Después que Jesús hubo saciado a cinco mil hombres, sus discípulos lo vieron caminando sobre el lago.

Al día siguiente, la gente que se había quedado al otro lado del lago notó que allí no había habido más que una lancha y que Jesús no había embarcado con sus discípulos, sino que sus discípulos se habían marchado solos.

Entretanto, unas lanchas de Tiberíades llegaron cerca del sitio, donde habían comido el pan sobre el que el Señor pronunció la acción de gracias. Cuando la gente vio que ni Jesús ni sus discípulos estaban allí, se embarcaron y fueron a Cafarnaún en busca de Jesús. Al encontrarlo en la otra orilla del lago, le preguntaron: –«Maestro, ¿cuándo has venido aquí?»

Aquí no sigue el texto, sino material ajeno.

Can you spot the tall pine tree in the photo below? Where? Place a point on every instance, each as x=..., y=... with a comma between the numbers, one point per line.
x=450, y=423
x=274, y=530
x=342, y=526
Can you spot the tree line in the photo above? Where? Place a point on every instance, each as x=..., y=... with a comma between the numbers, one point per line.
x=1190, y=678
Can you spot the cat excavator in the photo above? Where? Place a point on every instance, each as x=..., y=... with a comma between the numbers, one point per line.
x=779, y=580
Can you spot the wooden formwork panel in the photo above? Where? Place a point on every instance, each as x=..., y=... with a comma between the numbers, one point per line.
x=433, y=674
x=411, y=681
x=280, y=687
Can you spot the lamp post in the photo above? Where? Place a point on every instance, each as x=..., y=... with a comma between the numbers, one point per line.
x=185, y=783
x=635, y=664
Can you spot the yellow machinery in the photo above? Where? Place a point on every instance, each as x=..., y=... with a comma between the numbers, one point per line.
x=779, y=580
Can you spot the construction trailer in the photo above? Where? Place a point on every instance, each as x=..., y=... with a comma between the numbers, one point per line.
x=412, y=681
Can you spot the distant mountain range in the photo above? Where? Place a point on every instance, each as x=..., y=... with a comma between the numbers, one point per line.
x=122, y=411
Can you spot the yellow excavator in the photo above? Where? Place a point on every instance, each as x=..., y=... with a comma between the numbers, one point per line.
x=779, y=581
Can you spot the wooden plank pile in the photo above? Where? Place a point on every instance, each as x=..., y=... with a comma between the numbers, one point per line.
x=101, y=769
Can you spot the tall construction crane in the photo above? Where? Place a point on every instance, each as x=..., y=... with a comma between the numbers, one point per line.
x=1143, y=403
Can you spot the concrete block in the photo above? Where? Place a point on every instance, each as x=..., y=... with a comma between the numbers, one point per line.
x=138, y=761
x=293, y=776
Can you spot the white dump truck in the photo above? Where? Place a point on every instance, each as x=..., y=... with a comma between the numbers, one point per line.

Jesús les contestó: –«Os lo aseguro, me buscáis, no porque habéis visto signos, sino porque comisteis pan hasta saciaros. Trabajad, no por el alimento que perece, sino por el alimento que perdura para la vida eterna, el que os dará el Hijo del hombre; pues a éste lo ha sellado el Padre, Dios».

Ellos le preguntaron: –«Y, ¿qué obras tenemos que hacer para trabajar en lo que Dios quiere?»

Respondió Jesús: –«La obra que Dios quiere es ésta: que creáis en el que él ha enviado».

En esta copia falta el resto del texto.